If device implementations wish to treat a biometric sensor as Weak, they:

  • [C-2-1] MUST meet all requirements for Convenience above, except for [C-1-2].

  • [C-2-2] MUST have a spoof and imposter acceptance rate not higher than 20%.

  • [C-2-3] MUST have a hardware-backed keystore implementation, and perform the biometric matching in an isolated execution environment outside Android user or kernel space, such as the Trusted Execution Environment (TEE), or on a chip with a secure channel to the isolated execution environment.

  • [C-2-4] MUST have all identifiable data encrypted and cryptographically authenticated such that they cannot be acquired, read or altered outside of the isolated execution environment or a chip with a secure channel to the isolated execution environment as documented in the implementation guidelines on the Android Open Source Project site.

  • [C-2-5] For camera based biometrics, while biometric based authentication or enrollment is happening:

    • MUST operate the camera in a mode that prevents camera frames from being read or altered outside the isolated execution environment or a chip with a secure channel to the isolated execution environment.
    • For RGB single-camera solutions, the camera frames CAN be readable outside the isolated execution environment to support operations such as preview for enrollment, but MUST still NOT be alterable.
  • [C-2-6] MUST NOT enable third-party applications to distinguish between individual biometric enrollments.

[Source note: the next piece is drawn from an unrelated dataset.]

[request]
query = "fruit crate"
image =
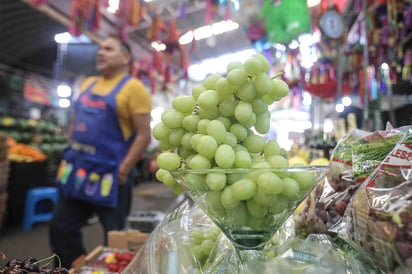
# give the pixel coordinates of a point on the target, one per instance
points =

  • [C-2-7] MUST NOT allow unencrypted access to identifiable biometric data or any data derived from it (such as embeddings) to the Application Processor outside the context of the TEE.

  • [C-2-8] MUST have a secure processing pipeline such that an operating system or kernel compromise cannot allow data to be directly injected to falsely authenticate as the user.

    If device implementations are already launched on an earlier Android version and cannot meet the requirement C-2-8 through a system software update, they MAY be exempted from the requirement.

If device implementations wish to treat a biometric sensor as Strong, they:

  • [C-3-1] MUST meet all the requirements of Weak above. Upgrading devices from an earlier Android version is not exempted from C-2-7.
  • [C-3-2] MUST have a spoof and imposter acceptance rate not higher than 7%.
  • [C-3-3] MUST challenge the user for the recommended primary authentication (e.g. PIN, pattern, password) once every 72 hours or less.

7.3.12. Pose Sensor

Device implementations:

  • MAY support pose sensor with 6 degrees of freedom.

If device implementations support pose sensor with 6 degrees of freedom, they:

  • [C-1-1] MUST implement and report TYPE_POSE_6DOF sensor.
  • [C-1-2] MUST be more accurate than the rotation vector alone.